Femme laïque, Madeleine Delbrêl (1904-1964) est une mystique chrétienne française, assistante sociale, essayiste et poétesse. Convertie de l’athéisme, elle passa sa vie auprès des pauvres. Elle annonça l’Évangile à contre-courant d’un monde marqué par le marxisme et elle lutta pour des politiques sociales en conformité avec cet Évangile. Elle est souvent considérée comme l’une des personnalités spirituelles les plus importantes du xxe siècle. Sa cause de béatification a été introduite à Rome en 2004.
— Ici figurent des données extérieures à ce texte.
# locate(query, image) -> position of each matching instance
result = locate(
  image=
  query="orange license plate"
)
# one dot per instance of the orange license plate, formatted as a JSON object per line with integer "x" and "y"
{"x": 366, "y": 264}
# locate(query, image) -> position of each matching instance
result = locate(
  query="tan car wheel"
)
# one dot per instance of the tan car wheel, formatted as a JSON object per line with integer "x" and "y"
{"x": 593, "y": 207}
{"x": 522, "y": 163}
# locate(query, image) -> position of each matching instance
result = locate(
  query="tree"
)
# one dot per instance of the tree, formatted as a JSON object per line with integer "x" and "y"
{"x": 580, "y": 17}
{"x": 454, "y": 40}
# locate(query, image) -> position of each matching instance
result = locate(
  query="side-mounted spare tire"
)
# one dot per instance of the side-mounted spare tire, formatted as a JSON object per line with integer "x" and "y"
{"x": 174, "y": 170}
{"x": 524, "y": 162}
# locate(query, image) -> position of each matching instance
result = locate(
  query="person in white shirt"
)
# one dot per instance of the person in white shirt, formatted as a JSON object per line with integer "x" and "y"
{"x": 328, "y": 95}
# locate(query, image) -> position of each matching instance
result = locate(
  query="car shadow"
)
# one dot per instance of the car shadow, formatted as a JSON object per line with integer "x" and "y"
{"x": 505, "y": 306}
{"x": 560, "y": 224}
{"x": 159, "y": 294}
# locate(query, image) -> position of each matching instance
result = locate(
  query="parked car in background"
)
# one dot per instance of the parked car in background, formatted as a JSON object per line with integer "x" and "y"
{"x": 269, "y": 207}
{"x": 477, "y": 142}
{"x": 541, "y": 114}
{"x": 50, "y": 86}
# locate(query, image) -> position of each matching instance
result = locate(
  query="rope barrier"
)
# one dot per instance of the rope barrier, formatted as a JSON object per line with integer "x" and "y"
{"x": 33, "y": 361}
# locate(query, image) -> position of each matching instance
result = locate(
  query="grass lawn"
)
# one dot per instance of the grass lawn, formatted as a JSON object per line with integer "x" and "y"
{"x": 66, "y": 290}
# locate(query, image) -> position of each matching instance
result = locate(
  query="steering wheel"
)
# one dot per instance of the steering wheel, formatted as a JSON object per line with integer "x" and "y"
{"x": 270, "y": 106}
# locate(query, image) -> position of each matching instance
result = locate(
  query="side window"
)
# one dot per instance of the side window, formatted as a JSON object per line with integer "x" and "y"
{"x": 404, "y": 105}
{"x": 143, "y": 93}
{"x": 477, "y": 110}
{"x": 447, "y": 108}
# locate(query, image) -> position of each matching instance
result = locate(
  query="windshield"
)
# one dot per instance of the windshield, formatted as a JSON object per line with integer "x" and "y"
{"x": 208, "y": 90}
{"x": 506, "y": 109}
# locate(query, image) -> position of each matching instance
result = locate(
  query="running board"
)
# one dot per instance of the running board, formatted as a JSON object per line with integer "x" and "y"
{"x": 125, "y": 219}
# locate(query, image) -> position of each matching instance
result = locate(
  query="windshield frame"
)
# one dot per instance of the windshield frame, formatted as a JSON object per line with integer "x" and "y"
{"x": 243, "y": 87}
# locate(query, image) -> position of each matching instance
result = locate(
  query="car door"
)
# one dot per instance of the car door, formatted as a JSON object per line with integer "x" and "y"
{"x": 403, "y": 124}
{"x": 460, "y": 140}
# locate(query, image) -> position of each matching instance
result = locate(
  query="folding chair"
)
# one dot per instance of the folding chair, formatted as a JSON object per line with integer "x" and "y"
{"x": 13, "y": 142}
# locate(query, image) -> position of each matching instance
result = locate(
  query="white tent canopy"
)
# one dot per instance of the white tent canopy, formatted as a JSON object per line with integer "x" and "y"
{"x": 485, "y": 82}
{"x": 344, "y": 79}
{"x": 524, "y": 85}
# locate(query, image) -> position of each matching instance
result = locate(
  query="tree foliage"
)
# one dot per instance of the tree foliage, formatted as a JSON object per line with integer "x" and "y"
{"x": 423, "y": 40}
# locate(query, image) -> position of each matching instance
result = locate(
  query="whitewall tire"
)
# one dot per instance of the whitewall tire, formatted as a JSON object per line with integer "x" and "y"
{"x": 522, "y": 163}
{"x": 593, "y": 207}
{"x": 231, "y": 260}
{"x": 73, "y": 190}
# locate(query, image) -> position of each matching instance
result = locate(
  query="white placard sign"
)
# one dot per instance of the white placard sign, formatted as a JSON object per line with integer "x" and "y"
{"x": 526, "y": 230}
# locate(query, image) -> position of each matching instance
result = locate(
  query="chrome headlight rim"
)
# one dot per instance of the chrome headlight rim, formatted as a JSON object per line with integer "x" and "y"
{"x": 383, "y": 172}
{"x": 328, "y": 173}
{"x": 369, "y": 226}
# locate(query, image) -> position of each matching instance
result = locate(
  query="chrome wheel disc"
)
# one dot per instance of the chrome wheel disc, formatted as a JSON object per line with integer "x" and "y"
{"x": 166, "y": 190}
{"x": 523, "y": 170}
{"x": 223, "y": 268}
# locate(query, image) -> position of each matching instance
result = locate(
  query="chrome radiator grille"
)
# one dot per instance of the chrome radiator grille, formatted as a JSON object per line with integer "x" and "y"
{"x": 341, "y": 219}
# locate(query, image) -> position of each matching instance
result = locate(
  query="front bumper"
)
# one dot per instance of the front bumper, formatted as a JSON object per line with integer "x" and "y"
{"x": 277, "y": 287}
L’Évangile est l’annonce faite aux hommes de la possibilité d’être, dans le Christ, rendus juste. Il n’est pas l’annonce de l’établissement d’une justice humaine. Le Christ est venu rendre juste, il n’est pas venu rendre justice. Les pauvres sont évangélisés. La Bonne Nouvelle leur est portée. Il n’est pas dit : « La pauvreté sera supprimée. » Bien au contraire : « Il y aura toujours des pauvres parmi nous » (Mt 26, 11) et « Bienheureux les pauvres » (Mt 5, 3). À cause de cette béatitude, le chrétien tend à la pauvreté, pourquoi tendrait-il à vouloir par amour l’enlever aux autres, ou à faire de la suppression de cette pauvreté la condition du salut ?
Évangéliser les pauvres ce n’est pas les enrichir ou penser que l’évangélisation est conditionnée par un enrichissement préalable. Cela est à l’encontre de toute l’histoire du Christ dans le monde. Jamais l’Évangile n’a été repoussé à cause de la pauvreté ou de la misère, depuis les esclaves de Rome, les « dockers » de Corinthe jusqu’aux camps d’Allemagne. C’est la richesse de ceux qui ont à annoncer l’Évangile qui peut empêcher sa diffusion, ce sont les chrétiens « riches », de quelque façon que ce soit. Il faut, pour annoncer l’Évangile, s’appauvrir soi-même. Ce n’est pas un monde pauvre qui fait obstacle à l’expansion de l’Évangile, mais des secteurs riches de l’Église.
Prêcher l’Évangile : la Bonne Nouvelle du Royaume de Dieu et non celle d’un meilleur monde. Nous ne devons pas oublier le « sens unique » du salut qui ne peut venir que de Dieu par le Christ. Il ne faut pas mêler l’Évangile du salut aux recettes de bonheur que le monde charrie. Il ne faut pas reconnaître au monde la paternité de certaines idées-forces, qui sont en réalité des parcelles d’Évangile séparées de leur contexte et prises en charge par des secteurs humains. Il ne faut pas souder le message du Christ à d’autres messages, en faire un élément du salut de l’homme par l’homme, mettre l’Évangile au service de cause qui ne sont pas purement et simplement celles du salut.
L’Évangile nous crie d’un bout à l’autre que Dieu seul est, que le monde ne produit par lui-même ni vie, ni vérité, ni amour. Le Royaume des cieux est l’amour personnel, dans le Christ, de Dieu pour chacun d’entre nous et de chacun d’entre nous pour chacun des autres. C’est à travers l’amour de chacun que nous pouvons aimer l’humanité. L’Évangile c’est chacun qui doit le recevoir. Le salut n’est pas une abstraction collective.
Le monde, lui, oscille entre deux pôles où « chacun » est sacrifié à une abstraction. Parce que le capitalisme égoïste rejette pratiquement au nom du bien-être de quelques-uns tous les autres dans une misère collective; parce que le marxisme, au nom d’un mieux-être collectif, rejette les « pas d’accord » dans une autre misère, nous risquons de perdre le sens de ce que l’évangélisation et le salut ont de singulier.
Le Royaume de Dieu c’est la rencontre de Dieu et d’une humanité composée de un, plus un, plus un. Il ne surgit pas d’une masse anonyme, mais il est reçu par Pierre, Jacques, Jean.
Le Royaume de Dieu ce n’est pas l’amour du monde, mais celui des hommes. Le monde n’est pas une réalité absolue : il est un relatif, un possible sans cesse modifié par le jeu des forces bonnes et mauvaises de tous les cœurs de tous les hommes.
L’Évangile du Royaume nous dit que le monde est sans importance. Ce sont les hommes qui sont importants, car il est ce qu’ils sont. Le monde, ce sont les vivants de chaque jour qui le font et le défont. Ce n’est pas en travaillant au monde qu’on le rendra meilleur : c’est chaque homme meilleur qui fait un meilleur monde.